Şimdi… Sorun şu: Sen kime kızıyorsun Sayın Bakan? Eğitimin kalitesini öğretmenler bozmuyor. Aynaya bakarsanız kimin bozduğunu görürsünüz. Bakan da olsanız bilmiyorsunuz, bir daha hatırlatalım: Karın tokluğuna çalışan, iş güvencesi olmayan öğretmene ücretli öğretmen deniyor. Ücretli polis, ücretli doktor, avukat, bakan, millitvekili var mı? Ücretli öğretmenliğe karşı çıkan öğretmen adaylarına sayın bakanın cevabı şu: Neden ücretli öğretmen olmayı kabul etmiyorsunuz? Ücretli öğretmen olursanız biz de hayvan yetiştiricilerini öğreten yapmaktan vazgeçeriz.

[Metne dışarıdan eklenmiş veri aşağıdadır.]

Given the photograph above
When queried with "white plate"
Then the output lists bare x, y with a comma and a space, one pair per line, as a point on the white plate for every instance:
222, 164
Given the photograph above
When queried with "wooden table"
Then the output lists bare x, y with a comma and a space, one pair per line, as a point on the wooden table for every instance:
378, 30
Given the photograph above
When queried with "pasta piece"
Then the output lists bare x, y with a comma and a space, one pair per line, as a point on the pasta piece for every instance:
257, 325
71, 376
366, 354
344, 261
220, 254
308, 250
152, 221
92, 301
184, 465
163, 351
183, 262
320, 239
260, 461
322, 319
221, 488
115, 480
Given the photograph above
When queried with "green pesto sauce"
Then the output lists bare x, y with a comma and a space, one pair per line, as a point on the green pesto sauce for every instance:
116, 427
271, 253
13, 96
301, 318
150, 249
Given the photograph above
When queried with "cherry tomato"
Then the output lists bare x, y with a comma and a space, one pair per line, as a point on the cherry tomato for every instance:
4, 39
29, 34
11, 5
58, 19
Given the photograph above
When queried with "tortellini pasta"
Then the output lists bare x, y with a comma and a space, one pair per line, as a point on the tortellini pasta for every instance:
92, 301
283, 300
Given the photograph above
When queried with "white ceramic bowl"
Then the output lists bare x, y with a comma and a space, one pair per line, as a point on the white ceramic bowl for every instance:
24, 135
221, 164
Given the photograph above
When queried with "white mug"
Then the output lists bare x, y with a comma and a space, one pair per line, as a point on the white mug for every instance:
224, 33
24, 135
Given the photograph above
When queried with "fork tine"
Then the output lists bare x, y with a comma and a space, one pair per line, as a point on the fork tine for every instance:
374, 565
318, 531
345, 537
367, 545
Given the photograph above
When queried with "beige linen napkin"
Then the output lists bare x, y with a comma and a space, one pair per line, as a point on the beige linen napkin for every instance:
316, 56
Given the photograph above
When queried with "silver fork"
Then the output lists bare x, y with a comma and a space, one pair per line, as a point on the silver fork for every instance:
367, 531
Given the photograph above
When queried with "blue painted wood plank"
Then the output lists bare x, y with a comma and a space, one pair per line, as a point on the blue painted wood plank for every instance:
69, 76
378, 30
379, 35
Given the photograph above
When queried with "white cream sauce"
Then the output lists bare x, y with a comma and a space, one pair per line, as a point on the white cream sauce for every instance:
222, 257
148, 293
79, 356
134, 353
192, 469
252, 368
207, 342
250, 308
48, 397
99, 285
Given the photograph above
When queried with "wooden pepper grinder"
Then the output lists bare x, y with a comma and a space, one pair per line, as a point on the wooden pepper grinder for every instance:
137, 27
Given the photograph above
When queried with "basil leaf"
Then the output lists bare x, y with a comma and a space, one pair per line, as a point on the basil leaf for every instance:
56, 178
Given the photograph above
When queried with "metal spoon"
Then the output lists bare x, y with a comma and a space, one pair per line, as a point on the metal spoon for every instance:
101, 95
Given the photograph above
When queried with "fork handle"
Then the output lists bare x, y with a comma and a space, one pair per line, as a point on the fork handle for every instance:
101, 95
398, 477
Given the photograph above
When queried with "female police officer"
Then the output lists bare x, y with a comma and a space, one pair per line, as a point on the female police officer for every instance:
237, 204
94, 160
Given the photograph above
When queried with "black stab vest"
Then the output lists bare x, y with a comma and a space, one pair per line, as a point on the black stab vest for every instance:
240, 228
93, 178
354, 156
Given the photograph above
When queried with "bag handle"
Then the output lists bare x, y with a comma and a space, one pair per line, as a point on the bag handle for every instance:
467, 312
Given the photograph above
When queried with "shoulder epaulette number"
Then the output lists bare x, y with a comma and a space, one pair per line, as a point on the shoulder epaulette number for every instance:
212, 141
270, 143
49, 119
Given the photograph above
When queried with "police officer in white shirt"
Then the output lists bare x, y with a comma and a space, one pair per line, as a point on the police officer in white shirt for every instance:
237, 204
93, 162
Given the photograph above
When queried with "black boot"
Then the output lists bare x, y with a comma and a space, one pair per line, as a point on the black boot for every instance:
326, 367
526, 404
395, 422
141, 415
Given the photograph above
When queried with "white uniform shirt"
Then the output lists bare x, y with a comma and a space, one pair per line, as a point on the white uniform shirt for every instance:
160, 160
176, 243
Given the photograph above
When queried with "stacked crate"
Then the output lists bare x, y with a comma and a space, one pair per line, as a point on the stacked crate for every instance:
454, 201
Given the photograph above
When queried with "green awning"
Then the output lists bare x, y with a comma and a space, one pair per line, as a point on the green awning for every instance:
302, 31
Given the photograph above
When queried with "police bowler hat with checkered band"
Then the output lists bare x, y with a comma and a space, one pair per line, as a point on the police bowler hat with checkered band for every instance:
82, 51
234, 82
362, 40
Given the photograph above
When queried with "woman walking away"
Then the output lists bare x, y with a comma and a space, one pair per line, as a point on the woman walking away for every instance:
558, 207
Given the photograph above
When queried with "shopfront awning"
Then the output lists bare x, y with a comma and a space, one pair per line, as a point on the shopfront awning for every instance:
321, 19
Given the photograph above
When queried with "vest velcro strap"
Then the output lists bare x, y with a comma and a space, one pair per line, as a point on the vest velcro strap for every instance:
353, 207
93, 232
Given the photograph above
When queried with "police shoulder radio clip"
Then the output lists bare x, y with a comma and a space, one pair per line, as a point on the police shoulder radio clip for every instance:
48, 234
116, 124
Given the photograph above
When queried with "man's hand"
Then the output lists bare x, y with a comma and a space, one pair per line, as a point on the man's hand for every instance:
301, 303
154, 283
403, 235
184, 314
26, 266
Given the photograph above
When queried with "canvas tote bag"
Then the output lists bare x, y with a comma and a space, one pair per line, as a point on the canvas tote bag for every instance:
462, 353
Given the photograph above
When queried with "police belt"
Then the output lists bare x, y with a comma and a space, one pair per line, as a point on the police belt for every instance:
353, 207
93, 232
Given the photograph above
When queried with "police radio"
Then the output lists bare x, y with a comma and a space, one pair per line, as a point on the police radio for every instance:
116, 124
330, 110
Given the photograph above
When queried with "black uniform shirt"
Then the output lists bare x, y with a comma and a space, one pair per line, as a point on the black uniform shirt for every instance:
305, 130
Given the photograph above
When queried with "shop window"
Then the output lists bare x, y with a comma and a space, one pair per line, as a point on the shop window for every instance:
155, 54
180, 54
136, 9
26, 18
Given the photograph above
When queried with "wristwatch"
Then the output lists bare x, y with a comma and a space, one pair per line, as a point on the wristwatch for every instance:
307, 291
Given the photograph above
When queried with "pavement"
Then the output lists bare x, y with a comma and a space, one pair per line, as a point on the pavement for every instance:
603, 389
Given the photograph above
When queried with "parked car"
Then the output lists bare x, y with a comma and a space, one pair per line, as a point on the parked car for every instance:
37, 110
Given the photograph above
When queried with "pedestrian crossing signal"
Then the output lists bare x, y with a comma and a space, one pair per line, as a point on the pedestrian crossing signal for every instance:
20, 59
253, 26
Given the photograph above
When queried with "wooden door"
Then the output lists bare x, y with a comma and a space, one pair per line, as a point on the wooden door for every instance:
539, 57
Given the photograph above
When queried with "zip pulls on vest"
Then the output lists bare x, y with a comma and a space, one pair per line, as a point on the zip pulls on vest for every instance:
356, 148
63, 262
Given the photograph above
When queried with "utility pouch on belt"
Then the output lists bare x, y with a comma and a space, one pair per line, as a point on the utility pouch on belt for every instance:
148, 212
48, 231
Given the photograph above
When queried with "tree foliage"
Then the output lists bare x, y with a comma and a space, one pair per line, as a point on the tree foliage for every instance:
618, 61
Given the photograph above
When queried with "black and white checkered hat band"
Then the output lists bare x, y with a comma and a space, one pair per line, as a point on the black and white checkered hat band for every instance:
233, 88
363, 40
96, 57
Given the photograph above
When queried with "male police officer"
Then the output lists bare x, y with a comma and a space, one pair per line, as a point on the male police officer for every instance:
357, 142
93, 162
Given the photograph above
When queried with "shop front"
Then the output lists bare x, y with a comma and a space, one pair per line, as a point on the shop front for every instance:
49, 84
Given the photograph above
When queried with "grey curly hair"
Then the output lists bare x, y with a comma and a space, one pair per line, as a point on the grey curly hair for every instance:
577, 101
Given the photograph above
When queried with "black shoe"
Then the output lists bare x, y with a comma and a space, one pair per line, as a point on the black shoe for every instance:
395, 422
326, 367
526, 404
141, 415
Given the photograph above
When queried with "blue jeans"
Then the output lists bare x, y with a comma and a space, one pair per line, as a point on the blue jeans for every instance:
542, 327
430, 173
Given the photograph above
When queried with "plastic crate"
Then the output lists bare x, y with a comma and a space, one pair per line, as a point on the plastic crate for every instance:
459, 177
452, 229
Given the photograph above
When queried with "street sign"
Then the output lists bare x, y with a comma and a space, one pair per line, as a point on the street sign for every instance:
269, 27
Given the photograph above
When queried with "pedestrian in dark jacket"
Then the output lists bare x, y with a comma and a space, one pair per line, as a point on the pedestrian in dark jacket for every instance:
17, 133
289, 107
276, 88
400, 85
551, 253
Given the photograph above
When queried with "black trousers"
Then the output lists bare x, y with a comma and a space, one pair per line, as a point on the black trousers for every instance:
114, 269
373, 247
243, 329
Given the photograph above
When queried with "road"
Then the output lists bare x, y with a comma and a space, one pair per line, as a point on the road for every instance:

Şunu da ekleyelim… Bakanın incilerinden biri de şöyle: Atanamayan öğretmenler cami önünde yem bekleyen güvercinlere benziyor. Kafasını kıracaksın böyle adamların. Kim sizden sakada bekliyor. Hayvan yetiştiricileri kim Sayın Bakan? Bu güne kadar kaç hayvan yetiştiricisini hayvanları yetiştirsin diye öğretmen yaptınız. Veterinerleri kastediyorsan onlar hayvan yetiştiricisi değil. Hayvan yetiştiricilerine çoban diyoruz. Milli Eğitimi çobanlarla mı yönetiyorsunuz. Öğrenciyi koyun mu sanıyorsunuz? Ne demek istiyorsanız açık söyleyin.

Ruh halinizi ben açıklayayım: Öğretmenleri sevmiyorsunuz çünkü öğretmenliğiniz tartışmalı. Nasıl üniversite hocası olduğunuz tartışmalı, çalışmalarınız tartışmalı, teziniz, doktoranız, neyiniz var, neyiniz yoksa tartışmalı. Bugünlere gelmenizde etkili olan neydi? Torpil mi? Başka bir şeyiniz yok. Oturduğunuz koltuğu doldurabilseydiniz daha hoşgörülü olurdunuz belki. O koltuk size bol geldi. O kadar bol geldi ki içinde kayboldunuz. Şu anda o koltuk boş görünüyor. Üzerinde bir oturan var ama görebilene aşk olsun.

Not:
Kız kardeşim Hülya intihar etti. Geceyi hastanede geçirdik.